Marion Larmann studying the Latin word ‘pariter’ (meaning “together”) says this is an extremely important word. She said older translations completely trivialize it by rendering it “likewise” (“bring us all likewise to everlasting life”). Benedict envisions eternal life itself as communal. We do not just use each other as the means to our own salvation as though the communal life is a means to our individualistic goal. A cenobite is so thoroughly committed to the welfare of the other community members that entering heaven without them would be unimaginable.
When I was a novice I remember Dom Bernardo Olivera visited us. Commenting on this verse, he used the image of all of us sitting on a bench outside of heaven waiting for our Cistercian brothers and sisters to arrive so that we could enter together. He thought that was beautiful BUT THIS DID NOT APPEAL to me! I think it is beautiful to greet our future and past Cistercians in heaven but I do not want to wait on a bench outside until they all get there! This brought me to the question: Is there anywhere or anyone in Scripture who reflects this mentality…and what does it look like? What came to mind was Moses pleading with God not to punish his people for having made a molten calf to worship. Moses boldly tells God “forgive their sins and if not, then strike me out of the book that you have written”! Wow…What loyalty! If all his people can’t join him, then Moses won’t go either. Moses loved his community so much that he could not imagine heaven without them! What would you say? If God said only you would be saved in the community – would you intervene and dare to be like Moses saying “Lord, we all come into eternal life or blot me out of the book you have written.” It is a bold and scary thing to be like Moses!
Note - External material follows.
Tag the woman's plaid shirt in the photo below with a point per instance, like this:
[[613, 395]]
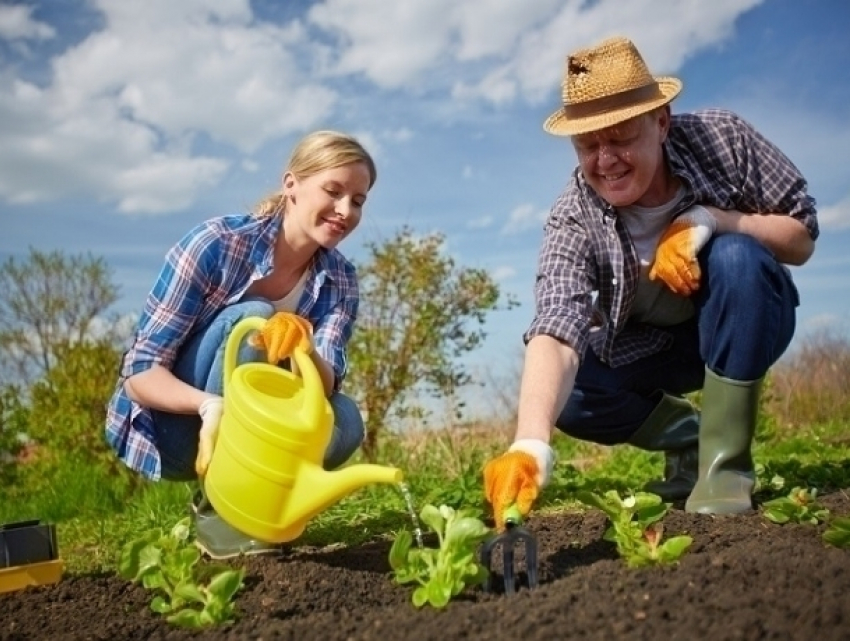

There is a story of a monk who felt that it was easier to pray and be in communion with God in solitude and nature - more so than in community and the common life. Then one winter day the abbot invited the monk to sit with him before the fireplace in silence. The abbot then took the tongs from the rack and pulled out a single coal from the fire. He placed the glowing ember on the hearth. The two watched the coal quickly cease burning and turn to an ashen gray while the other coals in the fire continued to burn brightly. The monk then understood his error and returned to full community life.
I think this is what Benedict is driving at – we go together to Christ, not with “an individualistic intimacy” or “a superficial communion”…but united…together. “All these tension are resolved in God”…and to accomplish this we must, each of us, “prefer nothing whatever to Christ”.